Building a conversational AI for health & life insurance Part 2
This post was written by Anthony Attwood, Senior Software Engineer.
This is the second of a two-part series that looks at the assistant we’ve developed at Boundlss. The first part covers what we’re trying to achieve with our conversational engine and why it’s important to our business. The second part will cover some of the technical details around how it all works.
Our assistant combines an automated response system and real human coaches and lets us gradually improve the quality of the automated part over time. Pretty neat huh! So, how is it done?
under the hood
When a user sends a message, that message gets sent to our messaging subsystem for processing. The first step is to see if it's part of a structured conversation. If it is, then we respond with the next step in the script and the available options and mark that message as 'read' so our human coaches don't get notified. Job done.

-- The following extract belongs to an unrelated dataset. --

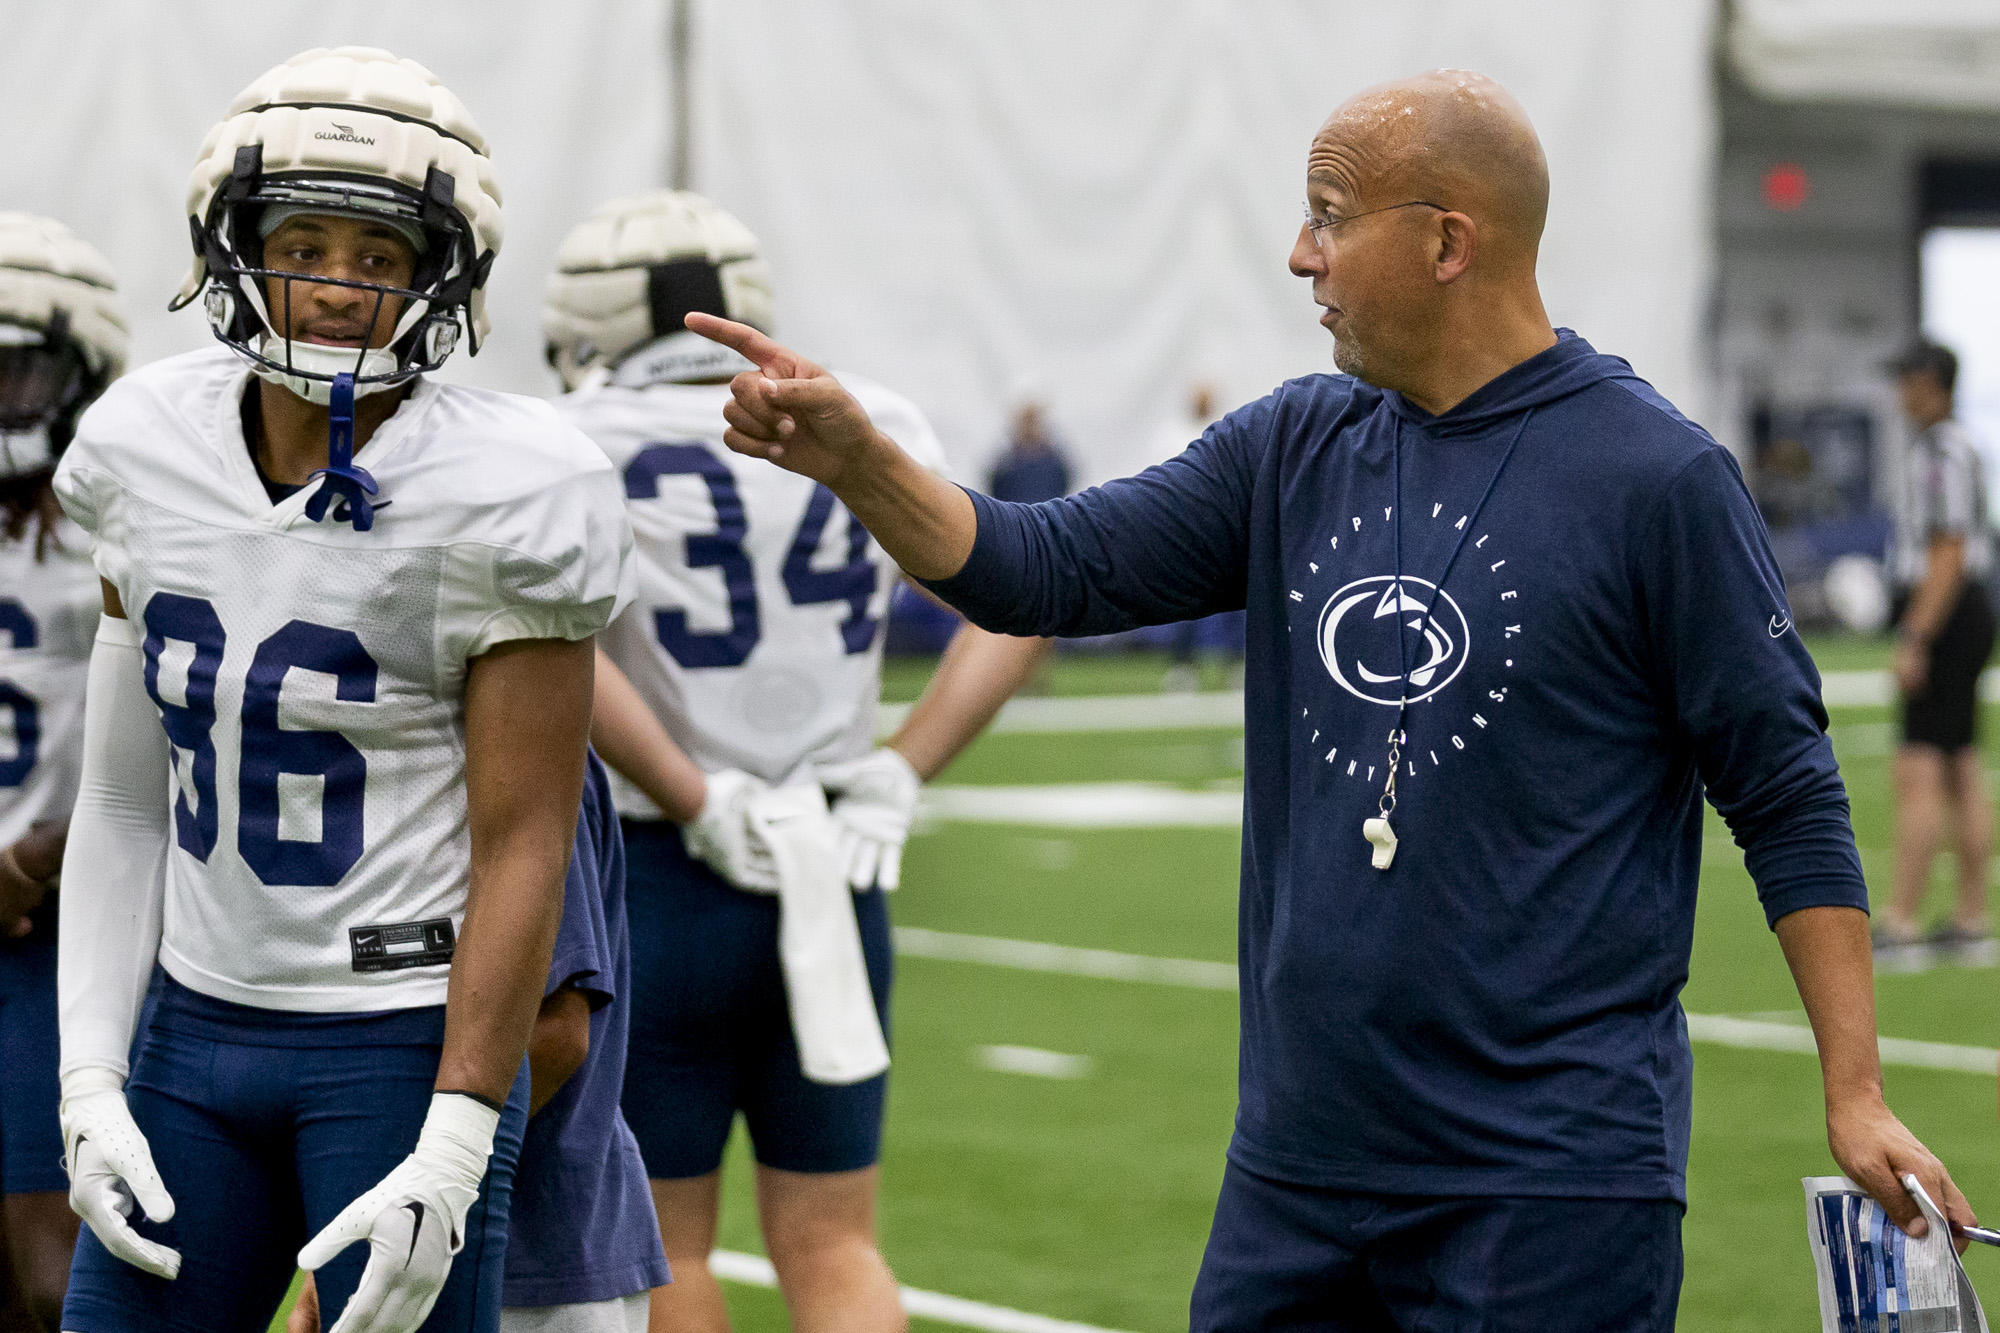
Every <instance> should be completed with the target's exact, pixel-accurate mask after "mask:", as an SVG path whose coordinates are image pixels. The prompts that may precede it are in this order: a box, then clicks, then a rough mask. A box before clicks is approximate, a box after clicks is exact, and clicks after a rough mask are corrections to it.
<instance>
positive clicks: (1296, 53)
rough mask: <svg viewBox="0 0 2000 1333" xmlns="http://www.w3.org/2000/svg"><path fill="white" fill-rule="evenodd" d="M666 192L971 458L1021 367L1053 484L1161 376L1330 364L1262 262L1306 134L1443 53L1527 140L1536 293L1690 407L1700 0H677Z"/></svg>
mask: <svg viewBox="0 0 2000 1333" xmlns="http://www.w3.org/2000/svg"><path fill="white" fill-rule="evenodd" d="M698 4H700V8H698V16H696V28H694V46H696V52H698V70H696V78H698V86H696V98H694V102H696V154H694V174H696V184H698V186H700V188H704V190H706V192H710V194H714V196H716V198H718V200H720V202H724V204H726V206H728V208H732V210H736V212H738V214H740V216H742V218H744V220H746V222H748V224H750V226H752V228H754V230H756V232H758V234H760V236H762V238H764V242H766V246H768V250H770V256H772V260H774V264H776V270H778V316H780V320H782V332H784V334H786V336H790V338H794V340H798V344H800V346H802V348H804V350H808V352H812V354H818V356H822V358H826V360H832V362H834V364H840V366H846V368H852V370H860V372H864V374H870V376H876V378H882V380H886V382H890V384H892V386H896V388H900V390H904V392H908V394H910V396H914V398H916V400H918V402H920V404H922V406H924V408H926V410H928V412H930V414H932V418H934V420H936V424H938V428H940V432H942V434H944V438H946V444H948V446H950V450H952V456H954V462H956V464H958V466H960V468H962V470H966V472H972V474H974V476H980V474H982V470H984V460H986V458H988V456H990V454H992V450H994V448H996V442H998V434H1000V430H1002V418H1004V410H1006V398H1008V394H1010V388H1012V384H1014V382H1016V380H1020V378H1022V376H1030V378H1034V380H1040V382H1042V384H1044V386H1046V390H1048V394H1050V398H1052V402H1054V412H1056V418H1058V422H1060V424H1062V426H1064V428H1066V430H1068V434H1070V436H1072V442H1074V444H1076V448H1078V454H1082V464H1084V466H1082V472H1084V476H1086V480H1096V478H1102V476H1110V474H1116V472H1120V470H1130V468H1132V466H1136V464H1138V462H1142V460H1144V452H1146V444H1148V438H1150V436H1152V434H1154V432H1156V430H1158V424H1160V422H1162V420H1164V418H1166V416H1168V412H1172V410H1174V408H1176V404H1178V402H1180V400H1182V396H1184V386H1186V384H1188V382H1190V380H1192V378H1196V376H1214V378H1218V380H1220V382H1222V386H1224V396H1226V400H1228V402H1230V404H1234V402H1242V400H1248V398H1254V396H1258V394H1262V392H1266V390H1268V388H1270V386H1274V384H1276V382H1278V380H1282V378H1286V376H1292V374H1302V372H1314V370H1326V368H1330V346H1328V338H1326V332H1324V330H1320V328H1318V326H1316V324H1314V316H1316V310H1314V306H1312V304H1310V296H1308V288H1306V282H1302V280H1298V278H1292V276H1290V274H1286V268H1284V262H1286V252H1288V250H1290V244H1292V236H1294V232H1296V228H1298V216H1300V198H1302V196H1304V156H1306V144H1308V140H1310V138H1312V132H1314V130H1316V128H1318V124H1320V122H1322V120H1324V116H1326V114H1328V112H1330V110H1332V108H1334V106H1336V104H1338V102H1340V100H1342V98H1344V96H1348V94H1350V92H1354V90H1358V88H1362V86H1366V84H1370V82H1378V80H1384V78H1392V76H1398V74H1408V72H1416V70H1424V68H1432V66H1442V64H1452V66H1468V68H1476V70H1484V72H1486V74H1492V76H1494V78H1500V80H1502V82H1504V84H1508V86H1510V88H1512V90H1514V92H1516V96H1520V100H1522V102H1524V104H1526V106H1528V110H1530V114H1532V116H1534V120H1536V124H1538V128H1540V132H1542V140H1544V144H1546V148H1548V158H1550V168H1552V174H1554V202H1552V216H1550V230H1548V240H1546V244H1544V250H1542V280H1544V288H1546V294H1548V304H1550V314H1552V316H1554V318H1556V322H1558V324H1572V326H1576V328H1578V330H1580V332H1584V334H1586V336H1588V338H1592V340H1594V342H1596V344H1598V346H1600V348H1604V350H1614V352H1620V354H1622V356H1628V358H1630V360H1632V362H1634V364H1636V366H1638V370H1640V374H1646V376H1648V378H1652V380H1654V382H1656V384H1658V386H1660V388H1662V390H1664V392H1666V394H1670V396H1674V398H1676V400H1680V402H1682V404H1684V406H1686V408H1688V410H1692V412H1698V410H1700V406H1702V394H1700V392H1698V390H1700V382H1702V376H1700V362H1698V350H1696V348H1698V318H1700V312H1702V308H1704V300H1706V290H1708V278H1710V232H1712V222H1710V202H1708V200H1710V174H1712V162H1714V112H1712V90H1710V24H1712V12H1710V10H1712V6H1710V4H1708V2H1706V0H1662V2H1658V4H1632V2H1630V0H1410V2H1404V4H1362V2H1358V0H1338V2H1326V0H1320V2H1316V4H1308V2H1302V0H1090V2H1088V4H1078V2H1076V0H1006V2H1004V4H996V2H980V0H846V2H844V4H820V2H816V0H698Z"/></svg>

If it's not part of a structured conversation, then the incoming message gets sent deeper into the messaging subsystem. At its heart, it's a fan-out system, where each branch is a different chat agent that tries to respond with a 'best' answer. We use Azure Service Bus topics to get incoming messages through the system. Each worker stage is implemented as an Azure Function within an Azure Function App.
User sends a message, and the app server posts the incoming message to an incoming message topic.
Message pre-processer picks up an incoming message from the incoming message topic.
The pre-processor checks to see if the incoming message is a structured conversation response, if it is, then short circuit the rest of the process. Pick the next message to send to the user and send it along with the available answers. Then mark the message as handled and finish. The pre-processor also spellchecks and analyses the sentiment of the incoming message. This helps to improve the chance of success of the downstream tasks by not having poor spelling (easy to do on a phone keyboard!) interfere with otherwise ‘good’ matches, and also allows us to skip the downstream agents if the user seems angry or upset.
Fan out. Write a copy of the incoming message to the processing topic, and enqueue a copy of the message on the output topic to be delivered in 3 seconds time. You'll see why in a moment.
Each chat agent picks up the incoming message off the processing topic, does its best to provide a response and a confidence rating, and writes its best response and associated confidence rating to the output topic.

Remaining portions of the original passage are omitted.